Sunday, March 23

I almost deleted this blog just now...I circled the cursor over the button that would have done it for a little while. You would have gotten a good ol' message from blogger that said that this page doesn't exsist any longer. You wouldn't be reading this right now if I'd done that. Then I thought I was being foolish. I have too much emotional energy invested in this damn thing. It's the only thing I have that's there for me most of the time that I ask it to be.

But the fact remains that I have lost it pretty much completely. I am demoralized. I am outraged. I am sick and tired of the world and of myself.

I don't know why I say these things.
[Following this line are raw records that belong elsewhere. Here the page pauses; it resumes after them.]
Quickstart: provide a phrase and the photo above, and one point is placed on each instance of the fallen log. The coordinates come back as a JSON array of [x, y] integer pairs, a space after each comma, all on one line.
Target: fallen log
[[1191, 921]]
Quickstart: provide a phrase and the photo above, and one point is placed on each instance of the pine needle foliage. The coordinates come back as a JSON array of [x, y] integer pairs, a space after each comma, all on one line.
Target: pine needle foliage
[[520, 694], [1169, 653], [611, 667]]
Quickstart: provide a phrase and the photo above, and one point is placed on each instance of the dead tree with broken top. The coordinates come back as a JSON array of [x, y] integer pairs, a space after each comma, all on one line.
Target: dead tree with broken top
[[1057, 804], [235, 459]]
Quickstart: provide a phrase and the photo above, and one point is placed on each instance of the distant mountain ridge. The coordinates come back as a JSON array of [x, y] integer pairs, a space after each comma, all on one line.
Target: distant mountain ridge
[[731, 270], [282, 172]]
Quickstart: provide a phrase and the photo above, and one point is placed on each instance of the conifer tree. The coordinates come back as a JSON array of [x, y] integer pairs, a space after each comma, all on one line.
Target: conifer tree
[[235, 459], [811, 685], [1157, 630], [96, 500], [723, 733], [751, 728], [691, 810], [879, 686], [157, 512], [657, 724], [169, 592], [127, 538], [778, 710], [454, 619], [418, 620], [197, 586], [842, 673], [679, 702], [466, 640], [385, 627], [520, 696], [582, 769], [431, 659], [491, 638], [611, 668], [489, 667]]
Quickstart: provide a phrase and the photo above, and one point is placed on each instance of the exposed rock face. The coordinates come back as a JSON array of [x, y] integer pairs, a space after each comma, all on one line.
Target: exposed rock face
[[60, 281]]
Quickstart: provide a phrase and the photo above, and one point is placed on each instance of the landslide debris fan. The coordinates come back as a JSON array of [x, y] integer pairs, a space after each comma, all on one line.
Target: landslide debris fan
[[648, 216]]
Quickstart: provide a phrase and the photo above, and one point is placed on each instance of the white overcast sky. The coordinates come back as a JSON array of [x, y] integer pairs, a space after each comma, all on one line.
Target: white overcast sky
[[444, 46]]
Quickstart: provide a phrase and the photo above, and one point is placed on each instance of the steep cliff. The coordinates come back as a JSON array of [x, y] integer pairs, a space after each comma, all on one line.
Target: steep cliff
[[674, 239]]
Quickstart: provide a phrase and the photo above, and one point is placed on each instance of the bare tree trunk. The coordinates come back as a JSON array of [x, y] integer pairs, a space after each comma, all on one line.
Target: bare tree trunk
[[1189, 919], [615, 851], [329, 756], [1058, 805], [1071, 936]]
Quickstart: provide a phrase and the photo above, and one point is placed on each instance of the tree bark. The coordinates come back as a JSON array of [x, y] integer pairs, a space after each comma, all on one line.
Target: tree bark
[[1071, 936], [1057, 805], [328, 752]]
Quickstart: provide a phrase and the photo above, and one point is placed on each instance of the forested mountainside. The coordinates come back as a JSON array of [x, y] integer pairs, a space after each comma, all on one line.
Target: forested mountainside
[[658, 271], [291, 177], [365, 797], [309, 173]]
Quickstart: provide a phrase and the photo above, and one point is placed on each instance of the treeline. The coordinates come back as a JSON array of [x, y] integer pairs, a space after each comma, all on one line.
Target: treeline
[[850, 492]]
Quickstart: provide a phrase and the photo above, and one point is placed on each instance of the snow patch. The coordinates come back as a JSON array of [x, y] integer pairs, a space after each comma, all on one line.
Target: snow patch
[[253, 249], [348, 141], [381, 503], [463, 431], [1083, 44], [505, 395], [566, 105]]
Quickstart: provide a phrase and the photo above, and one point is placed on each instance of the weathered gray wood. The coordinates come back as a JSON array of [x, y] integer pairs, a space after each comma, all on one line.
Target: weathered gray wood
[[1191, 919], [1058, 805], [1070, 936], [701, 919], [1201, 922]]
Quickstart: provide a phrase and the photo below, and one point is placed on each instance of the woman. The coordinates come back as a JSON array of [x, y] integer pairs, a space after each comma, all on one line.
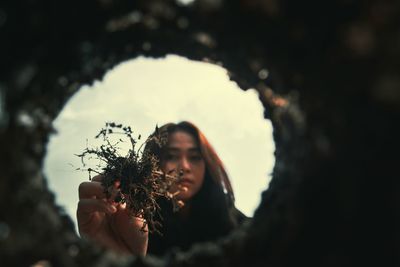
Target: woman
[[208, 214]]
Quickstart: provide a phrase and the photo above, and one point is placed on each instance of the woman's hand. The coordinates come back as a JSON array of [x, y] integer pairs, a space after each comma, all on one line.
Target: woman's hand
[[109, 223]]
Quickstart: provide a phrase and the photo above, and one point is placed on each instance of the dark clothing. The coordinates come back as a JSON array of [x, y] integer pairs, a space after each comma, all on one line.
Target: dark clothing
[[183, 234]]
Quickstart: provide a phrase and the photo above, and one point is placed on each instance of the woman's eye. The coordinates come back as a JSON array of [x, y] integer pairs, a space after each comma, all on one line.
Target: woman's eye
[[171, 157], [196, 157]]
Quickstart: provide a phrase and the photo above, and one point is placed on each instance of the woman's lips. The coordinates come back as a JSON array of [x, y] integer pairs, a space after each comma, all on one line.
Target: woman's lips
[[185, 182]]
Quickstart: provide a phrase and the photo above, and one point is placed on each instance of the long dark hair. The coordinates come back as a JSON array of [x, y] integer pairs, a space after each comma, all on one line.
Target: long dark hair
[[211, 211]]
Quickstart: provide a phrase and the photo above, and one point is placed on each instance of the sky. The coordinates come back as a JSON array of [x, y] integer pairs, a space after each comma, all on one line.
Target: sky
[[146, 92]]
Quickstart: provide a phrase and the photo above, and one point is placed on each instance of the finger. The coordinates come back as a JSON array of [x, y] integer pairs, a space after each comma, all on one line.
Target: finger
[[91, 190], [88, 206]]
It's not as if anyone can do anything. If they could, I don't know that anyone would. No one cares enough about me to give me those sorts of needs, that sort of attention. Because I think that's why I say half of what I say, because I need attention and no one gives me nearly enough. I am seriously alone (outside of work) all but five hours a week. The rest of the time is spent trying to entertain myself, but you run out of things after awhile. I've been out of thigns to do for months now. No one will bowl with me, no one will go to the theater with me, no one will go to hockey games, to the casino, to the arcade, to movies, to museums, to anything but the bar. AND I FUCKING HATE THE BAR. Fuck, masturbation has even lost its luster.

This blog is a cry for help. And I am sick of crying for help.

I am the fucking video game on your cell phone that you play when there's absolutely nothing else to do.